Introduction
Document Status
The Diagnostics Agent troubleshooting guide used to be available as a PDF document. It is now replaced by this wiki page. In case the content of this page does not address your problem, please refer to the former PDF document, being still available as DiagnosticsAgentTroubleshooting.pdf attachement to SAP Note 1833501.
Diagnostics Agent Installer
For more general information on installation strategy, installer versions, etc., please refer to Diagnostics Agents.

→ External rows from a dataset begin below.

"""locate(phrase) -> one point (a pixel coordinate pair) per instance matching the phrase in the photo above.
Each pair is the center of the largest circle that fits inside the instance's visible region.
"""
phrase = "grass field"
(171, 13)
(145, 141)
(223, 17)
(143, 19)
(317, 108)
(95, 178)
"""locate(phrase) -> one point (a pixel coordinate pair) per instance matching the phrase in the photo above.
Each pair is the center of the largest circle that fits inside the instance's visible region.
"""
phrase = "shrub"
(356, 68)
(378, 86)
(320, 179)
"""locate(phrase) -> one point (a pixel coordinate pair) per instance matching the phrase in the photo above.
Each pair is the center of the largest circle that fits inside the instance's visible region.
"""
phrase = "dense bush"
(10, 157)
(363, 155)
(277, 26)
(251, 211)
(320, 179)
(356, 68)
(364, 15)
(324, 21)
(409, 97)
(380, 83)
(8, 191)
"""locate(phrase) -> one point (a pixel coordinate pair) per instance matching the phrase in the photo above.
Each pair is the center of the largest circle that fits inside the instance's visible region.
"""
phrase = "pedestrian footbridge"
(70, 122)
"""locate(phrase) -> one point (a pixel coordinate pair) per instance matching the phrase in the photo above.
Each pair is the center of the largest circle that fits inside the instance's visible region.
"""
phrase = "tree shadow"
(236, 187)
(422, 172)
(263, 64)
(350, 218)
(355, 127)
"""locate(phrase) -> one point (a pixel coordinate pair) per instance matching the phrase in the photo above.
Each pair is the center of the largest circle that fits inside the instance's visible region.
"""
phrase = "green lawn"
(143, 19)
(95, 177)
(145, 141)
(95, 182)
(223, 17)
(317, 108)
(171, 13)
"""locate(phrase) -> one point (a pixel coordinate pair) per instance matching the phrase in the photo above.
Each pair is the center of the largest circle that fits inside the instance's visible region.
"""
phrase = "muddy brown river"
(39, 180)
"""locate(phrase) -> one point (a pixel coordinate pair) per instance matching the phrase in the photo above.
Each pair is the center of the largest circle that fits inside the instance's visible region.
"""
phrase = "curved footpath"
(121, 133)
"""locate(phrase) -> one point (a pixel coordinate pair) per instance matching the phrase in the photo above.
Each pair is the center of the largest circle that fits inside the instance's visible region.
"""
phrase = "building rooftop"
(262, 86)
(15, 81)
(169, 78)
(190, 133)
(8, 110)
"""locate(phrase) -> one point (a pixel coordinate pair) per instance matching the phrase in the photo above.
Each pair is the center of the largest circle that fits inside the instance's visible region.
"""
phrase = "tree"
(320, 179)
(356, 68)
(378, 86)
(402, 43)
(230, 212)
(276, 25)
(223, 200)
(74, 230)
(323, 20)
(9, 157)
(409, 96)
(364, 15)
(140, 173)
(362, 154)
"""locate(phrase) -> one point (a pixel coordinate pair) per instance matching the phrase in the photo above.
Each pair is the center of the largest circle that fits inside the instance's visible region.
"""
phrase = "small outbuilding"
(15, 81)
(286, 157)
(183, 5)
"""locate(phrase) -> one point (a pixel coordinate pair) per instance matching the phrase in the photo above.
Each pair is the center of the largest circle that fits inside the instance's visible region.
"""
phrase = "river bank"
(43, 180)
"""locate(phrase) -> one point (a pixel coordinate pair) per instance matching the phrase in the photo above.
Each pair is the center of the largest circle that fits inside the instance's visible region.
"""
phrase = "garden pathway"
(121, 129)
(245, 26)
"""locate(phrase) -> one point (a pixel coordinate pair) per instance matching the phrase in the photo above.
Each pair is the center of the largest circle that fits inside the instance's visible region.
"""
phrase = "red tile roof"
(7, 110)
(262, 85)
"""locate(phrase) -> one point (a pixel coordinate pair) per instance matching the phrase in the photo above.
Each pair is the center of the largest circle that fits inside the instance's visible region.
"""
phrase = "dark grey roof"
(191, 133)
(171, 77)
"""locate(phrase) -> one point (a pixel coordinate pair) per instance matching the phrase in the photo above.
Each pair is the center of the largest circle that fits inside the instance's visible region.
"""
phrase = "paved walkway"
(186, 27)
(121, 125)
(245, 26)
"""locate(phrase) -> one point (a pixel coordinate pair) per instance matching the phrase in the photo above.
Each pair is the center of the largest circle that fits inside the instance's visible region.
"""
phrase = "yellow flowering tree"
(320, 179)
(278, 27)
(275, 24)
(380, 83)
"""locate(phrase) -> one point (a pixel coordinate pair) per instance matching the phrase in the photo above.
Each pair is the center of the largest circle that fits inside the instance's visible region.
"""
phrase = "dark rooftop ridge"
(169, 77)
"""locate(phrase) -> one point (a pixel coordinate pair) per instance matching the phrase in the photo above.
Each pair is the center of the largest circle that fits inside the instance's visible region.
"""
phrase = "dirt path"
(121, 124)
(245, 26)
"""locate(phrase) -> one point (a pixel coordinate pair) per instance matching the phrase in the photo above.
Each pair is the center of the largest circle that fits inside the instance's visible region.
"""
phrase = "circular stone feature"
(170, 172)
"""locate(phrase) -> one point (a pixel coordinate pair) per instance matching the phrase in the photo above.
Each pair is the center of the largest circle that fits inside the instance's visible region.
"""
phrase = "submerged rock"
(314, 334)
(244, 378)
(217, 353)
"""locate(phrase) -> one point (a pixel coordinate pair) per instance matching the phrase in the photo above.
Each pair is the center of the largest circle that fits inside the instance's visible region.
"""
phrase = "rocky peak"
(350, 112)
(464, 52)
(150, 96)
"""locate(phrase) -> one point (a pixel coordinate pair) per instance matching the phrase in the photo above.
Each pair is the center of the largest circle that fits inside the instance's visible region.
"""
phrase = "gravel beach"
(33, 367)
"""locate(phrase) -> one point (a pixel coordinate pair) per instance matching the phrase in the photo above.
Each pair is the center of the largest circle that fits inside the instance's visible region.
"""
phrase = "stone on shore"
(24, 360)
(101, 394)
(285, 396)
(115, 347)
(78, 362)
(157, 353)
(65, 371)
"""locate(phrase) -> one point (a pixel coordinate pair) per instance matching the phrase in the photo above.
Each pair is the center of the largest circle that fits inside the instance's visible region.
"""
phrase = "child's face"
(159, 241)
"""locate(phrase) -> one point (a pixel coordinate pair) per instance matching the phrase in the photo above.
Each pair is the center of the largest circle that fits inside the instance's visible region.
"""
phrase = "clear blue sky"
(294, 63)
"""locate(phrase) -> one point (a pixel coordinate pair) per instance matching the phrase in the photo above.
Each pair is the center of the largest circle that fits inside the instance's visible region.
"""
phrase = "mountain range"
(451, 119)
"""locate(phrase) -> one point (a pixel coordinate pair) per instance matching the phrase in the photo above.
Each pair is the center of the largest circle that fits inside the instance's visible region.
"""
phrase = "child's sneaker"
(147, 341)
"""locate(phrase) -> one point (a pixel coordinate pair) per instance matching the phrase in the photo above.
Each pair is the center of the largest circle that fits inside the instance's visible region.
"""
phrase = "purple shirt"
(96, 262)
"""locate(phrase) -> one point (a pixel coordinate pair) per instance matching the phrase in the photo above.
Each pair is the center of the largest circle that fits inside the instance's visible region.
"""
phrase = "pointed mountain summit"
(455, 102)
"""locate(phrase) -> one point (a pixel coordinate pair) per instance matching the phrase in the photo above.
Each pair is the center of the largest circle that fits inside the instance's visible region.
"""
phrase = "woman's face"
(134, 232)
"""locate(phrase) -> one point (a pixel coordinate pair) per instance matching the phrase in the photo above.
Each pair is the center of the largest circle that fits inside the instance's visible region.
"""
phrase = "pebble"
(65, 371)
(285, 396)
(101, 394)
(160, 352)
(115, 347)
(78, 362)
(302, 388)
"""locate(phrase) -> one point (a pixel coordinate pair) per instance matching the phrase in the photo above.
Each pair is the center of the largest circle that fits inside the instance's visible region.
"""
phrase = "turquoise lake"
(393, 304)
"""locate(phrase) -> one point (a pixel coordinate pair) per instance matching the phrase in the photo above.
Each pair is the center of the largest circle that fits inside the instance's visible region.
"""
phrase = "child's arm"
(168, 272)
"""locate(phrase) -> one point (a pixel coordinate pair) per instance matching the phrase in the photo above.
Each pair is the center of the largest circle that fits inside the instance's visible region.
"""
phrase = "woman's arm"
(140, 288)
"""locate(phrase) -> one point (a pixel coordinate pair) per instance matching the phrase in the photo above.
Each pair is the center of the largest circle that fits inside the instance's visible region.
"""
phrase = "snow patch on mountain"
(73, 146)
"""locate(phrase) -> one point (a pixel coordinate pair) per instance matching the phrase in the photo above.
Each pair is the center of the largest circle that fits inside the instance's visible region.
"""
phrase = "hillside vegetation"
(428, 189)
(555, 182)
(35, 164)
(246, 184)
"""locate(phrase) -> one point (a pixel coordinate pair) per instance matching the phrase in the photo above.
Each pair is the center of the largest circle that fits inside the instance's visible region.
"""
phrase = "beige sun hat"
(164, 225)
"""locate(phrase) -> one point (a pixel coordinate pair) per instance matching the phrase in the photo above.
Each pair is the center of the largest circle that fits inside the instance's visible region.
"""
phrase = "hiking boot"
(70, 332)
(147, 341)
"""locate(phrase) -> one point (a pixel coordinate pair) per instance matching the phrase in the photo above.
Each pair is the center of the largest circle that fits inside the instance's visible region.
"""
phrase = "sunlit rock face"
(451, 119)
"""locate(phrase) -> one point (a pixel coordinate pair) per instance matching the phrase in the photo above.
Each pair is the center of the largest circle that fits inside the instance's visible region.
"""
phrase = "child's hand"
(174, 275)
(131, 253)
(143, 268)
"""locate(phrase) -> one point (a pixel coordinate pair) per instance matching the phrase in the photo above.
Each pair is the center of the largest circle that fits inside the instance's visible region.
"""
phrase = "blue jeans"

Troubleshooting Resource Consumption and Booting Issues of the Diagnostics Agent
Verify the Prerequisites on the host
Verify the "Hosts File" format has correctly been define on the host impact following the Mandatory Standard. See https://wiki.scn.sap.com/wiki/x/i4IjIQ
Check OS Settings on Linux Hosts (ulimit and umask)
After the installation of the Diagnostics Agent on UNIX platforms, remind to double check the following OS environment settings for the Diagnostics Agent OS user (often daaadm):
ulimit
- Log on with the agent OS user, e.g.
su – daaadm
- Open an sh shell with the command
sh
- Execute the command
ulimit -a
Compare the values with the recommendedations in the Installation & Setup Guide for the most recent installer (see SAP Note 1833501).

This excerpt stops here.